[digiplex] Fix runtime exceptions by jlaur · Pull Request #17864 · openhab/openhab-addons

jlaur · 2024-12-08T00:02:44Z

This fixes possible NumberFormatException and IndexOutOfBoundsException for unexpected input.

Also adds test coverage and debug logging of messages that could not be parsed. The coverage is based on the current logic rather than real messages, since I don't know what they look like.

Related to #17829
Resolves #17828

Add test coverage Signed-off-by: Jacob Laursen <jacob-github@vindvejr.dk>

Signed-off-by: Jacob Laursen <jacob-github@vindvejr.dk>

rmichalak

It looks good on paper, however be aware I currently have no ways of testing it live with my alarm system. I'm still on openhab v2 and slowly upgrading my setup to v4 (which triggered me to raise the original issue after a few years of absence in the project).
I need to upgrade my dev env and it can take me a while to do so and be fully up to speed with everything that changed since v2.

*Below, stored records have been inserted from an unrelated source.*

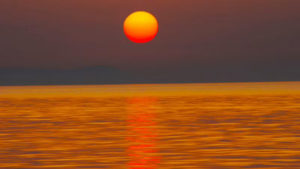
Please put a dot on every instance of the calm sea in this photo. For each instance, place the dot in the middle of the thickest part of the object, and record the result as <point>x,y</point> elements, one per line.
<point>172,126</point>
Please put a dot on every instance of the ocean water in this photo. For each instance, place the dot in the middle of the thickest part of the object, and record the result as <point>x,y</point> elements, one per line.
<point>172,126</point>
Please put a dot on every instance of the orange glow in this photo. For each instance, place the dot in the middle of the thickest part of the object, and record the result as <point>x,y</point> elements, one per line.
<point>143,151</point>
<point>141,27</point>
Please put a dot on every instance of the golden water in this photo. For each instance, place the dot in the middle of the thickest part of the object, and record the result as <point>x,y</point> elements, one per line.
<point>179,126</point>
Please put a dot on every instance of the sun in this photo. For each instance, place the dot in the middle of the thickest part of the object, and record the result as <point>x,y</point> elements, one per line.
<point>141,27</point>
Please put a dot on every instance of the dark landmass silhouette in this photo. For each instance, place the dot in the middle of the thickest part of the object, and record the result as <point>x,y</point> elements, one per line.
<point>111,75</point>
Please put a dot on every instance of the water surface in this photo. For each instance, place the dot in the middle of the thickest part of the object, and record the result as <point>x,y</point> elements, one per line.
<point>179,126</point>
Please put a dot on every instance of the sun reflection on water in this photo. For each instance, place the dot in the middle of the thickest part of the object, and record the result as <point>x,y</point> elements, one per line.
<point>142,134</point>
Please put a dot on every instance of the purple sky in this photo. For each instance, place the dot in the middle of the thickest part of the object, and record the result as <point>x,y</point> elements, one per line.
<point>194,36</point>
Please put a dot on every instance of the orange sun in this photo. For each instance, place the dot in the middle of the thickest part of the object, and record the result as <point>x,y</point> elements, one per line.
<point>141,27</point>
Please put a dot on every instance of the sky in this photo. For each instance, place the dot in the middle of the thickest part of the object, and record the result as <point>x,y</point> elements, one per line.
<point>210,40</point>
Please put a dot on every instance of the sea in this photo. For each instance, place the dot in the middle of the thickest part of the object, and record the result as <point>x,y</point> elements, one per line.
<point>151,126</point>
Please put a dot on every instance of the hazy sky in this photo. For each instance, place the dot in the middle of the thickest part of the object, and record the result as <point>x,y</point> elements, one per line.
<point>195,36</point>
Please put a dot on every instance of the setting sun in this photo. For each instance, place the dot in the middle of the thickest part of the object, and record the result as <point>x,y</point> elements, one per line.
<point>141,27</point>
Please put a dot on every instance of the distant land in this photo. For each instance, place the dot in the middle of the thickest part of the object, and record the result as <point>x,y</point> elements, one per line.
<point>111,75</point>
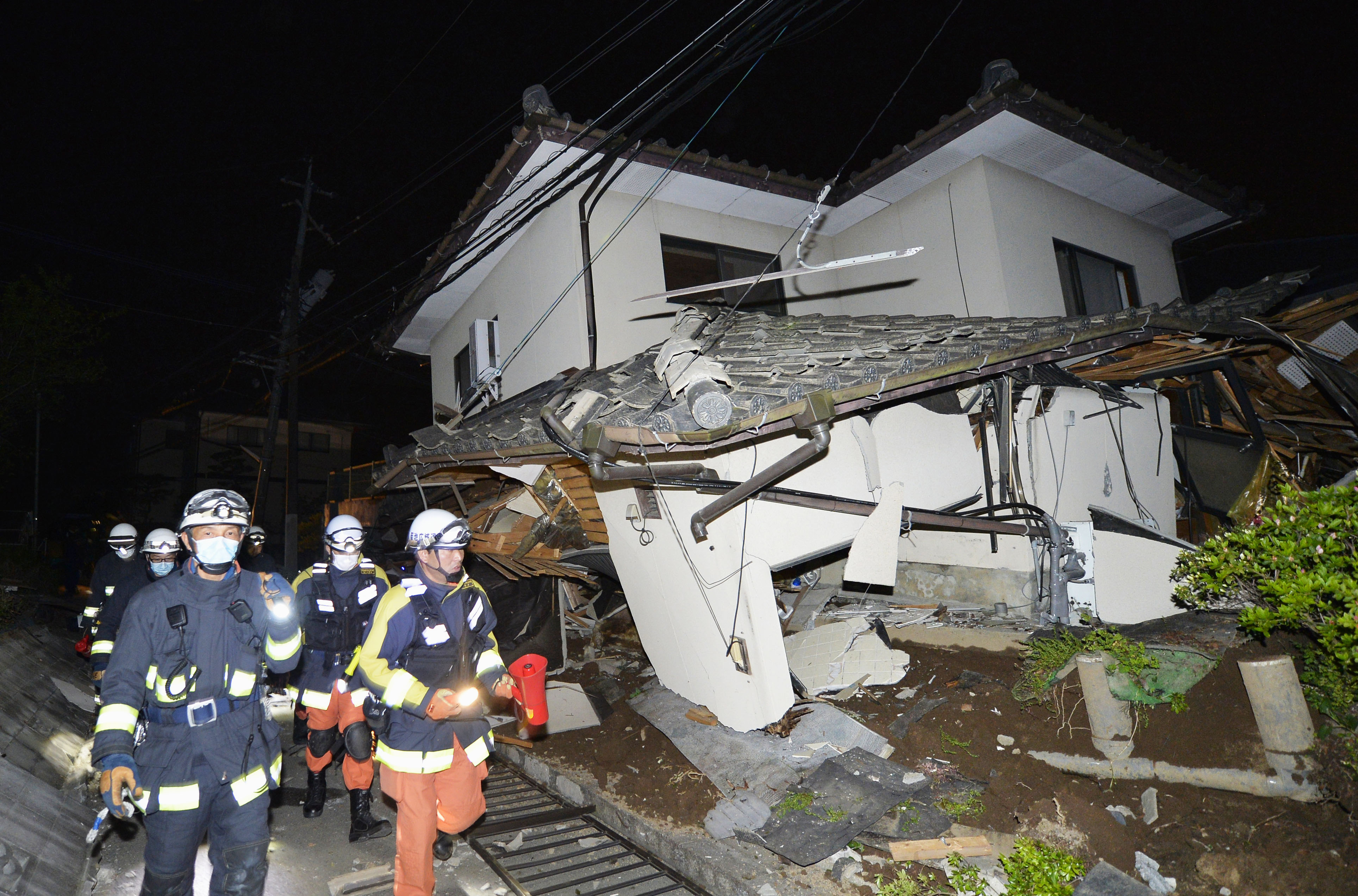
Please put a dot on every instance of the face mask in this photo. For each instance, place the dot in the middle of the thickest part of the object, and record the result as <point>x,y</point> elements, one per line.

rmichalak · 2024-12-08T20:57:36Z

Actually, there may be more to it... before your fix, these malformed responses where throwing an exception and this was triggering restart immediately. Now, they just return UnknownResponse which is considered a valid (but unknown) response and counted as such here.
There's also a check for 'stalled' messages (these that did not receive a response) here and it triggers restart as well.
With your changes, digiplex may return rubbish all the time and we will never know about it (except for log entries)

I agree that the changes you made make sense, but perhaps we should also distinguish between 'unknown' response (as in - not handled by this binding, like here) and erroneous response, which we should count and restart the binding if we cross the threshold.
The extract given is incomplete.